He’s also part owner, with best friend Davidson, of a junior hockey team in Salmon Arm, British Columbia. If being in Los Angeles becomes torture, “you have to reserve the right, whether there’s a contract or not, to say enough is enough and this isn’t working.’

In the meantime, don’t feel sorry for him. “It’s my decision,” he says. The other possibility, of course, is that the Kings will revert to form and Murray will be fired. It’s almost likely, given history. Of the Kings’ 18 previous coaches, only four lasted beyond three seasons. It’s hard to keep motivating hockey players after they’ve heard all your lines before. There were periods last season when Murray’s insistence on playing with passion seemed to go unheeded by some veterans. All through training camp this season, he complained that some players weren’t giving their all, and he acknowledged being powerless in this day of guaranteed million-dollar contracts to do much about it. This could be a telling year for Murray’s reputation and that of the Kings.
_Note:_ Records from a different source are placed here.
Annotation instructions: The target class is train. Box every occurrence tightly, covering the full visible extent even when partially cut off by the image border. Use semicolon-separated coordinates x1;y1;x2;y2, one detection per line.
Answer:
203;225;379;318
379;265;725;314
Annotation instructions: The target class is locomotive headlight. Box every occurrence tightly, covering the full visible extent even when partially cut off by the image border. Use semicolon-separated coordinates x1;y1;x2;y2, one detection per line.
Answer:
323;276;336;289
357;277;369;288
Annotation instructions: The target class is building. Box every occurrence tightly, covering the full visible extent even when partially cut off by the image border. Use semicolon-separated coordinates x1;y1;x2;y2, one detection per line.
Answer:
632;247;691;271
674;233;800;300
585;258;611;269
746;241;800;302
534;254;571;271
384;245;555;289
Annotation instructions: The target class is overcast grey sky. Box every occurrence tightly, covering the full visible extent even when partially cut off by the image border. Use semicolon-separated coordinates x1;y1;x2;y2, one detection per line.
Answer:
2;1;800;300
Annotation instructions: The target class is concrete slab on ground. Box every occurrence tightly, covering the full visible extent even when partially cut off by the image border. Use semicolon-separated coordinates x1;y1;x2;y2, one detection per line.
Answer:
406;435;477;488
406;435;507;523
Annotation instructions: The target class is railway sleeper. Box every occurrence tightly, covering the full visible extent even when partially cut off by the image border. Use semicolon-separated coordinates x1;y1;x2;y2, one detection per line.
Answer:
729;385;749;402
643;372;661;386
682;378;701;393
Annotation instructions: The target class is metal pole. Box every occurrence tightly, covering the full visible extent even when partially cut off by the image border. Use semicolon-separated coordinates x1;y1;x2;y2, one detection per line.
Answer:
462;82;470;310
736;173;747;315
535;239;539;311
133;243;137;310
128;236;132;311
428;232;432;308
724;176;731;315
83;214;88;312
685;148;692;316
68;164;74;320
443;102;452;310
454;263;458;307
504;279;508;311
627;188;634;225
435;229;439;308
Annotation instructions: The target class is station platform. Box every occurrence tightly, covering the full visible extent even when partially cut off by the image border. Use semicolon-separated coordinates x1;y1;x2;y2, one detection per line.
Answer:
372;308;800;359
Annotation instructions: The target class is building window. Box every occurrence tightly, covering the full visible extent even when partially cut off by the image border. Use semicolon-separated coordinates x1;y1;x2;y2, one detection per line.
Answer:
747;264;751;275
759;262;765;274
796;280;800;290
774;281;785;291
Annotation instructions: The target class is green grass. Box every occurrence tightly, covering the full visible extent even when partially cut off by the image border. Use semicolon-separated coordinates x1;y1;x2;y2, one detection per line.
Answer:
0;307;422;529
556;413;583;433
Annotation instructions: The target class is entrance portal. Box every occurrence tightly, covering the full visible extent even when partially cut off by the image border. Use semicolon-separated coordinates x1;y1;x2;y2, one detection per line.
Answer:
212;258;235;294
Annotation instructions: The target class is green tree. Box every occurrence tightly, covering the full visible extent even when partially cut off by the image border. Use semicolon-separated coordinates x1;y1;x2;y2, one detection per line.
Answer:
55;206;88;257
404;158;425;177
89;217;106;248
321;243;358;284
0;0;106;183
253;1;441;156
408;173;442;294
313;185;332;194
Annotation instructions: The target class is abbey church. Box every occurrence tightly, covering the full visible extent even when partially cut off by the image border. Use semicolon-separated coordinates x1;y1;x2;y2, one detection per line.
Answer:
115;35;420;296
They lack the pure talent to skate with the top teams, so a dip in the standings wouldn’t be a shock, but another good season would add some serious twinkle to the team’s and the coach’s rising stars.

Even with the slow start, Murray insists he isn’t worried. “I’d rather dream about winning the Stanley Cup than have nightmares about being fired,” Murray says. “That’s not to say that losses don’t kill me . . . yet in the morning I wake up and realize that I’m from a town of 2,000 people, and 1,999 of them would trade spots with me any day of the week. I’m a head coach in the NHL.”

If only his family could see him in action more often.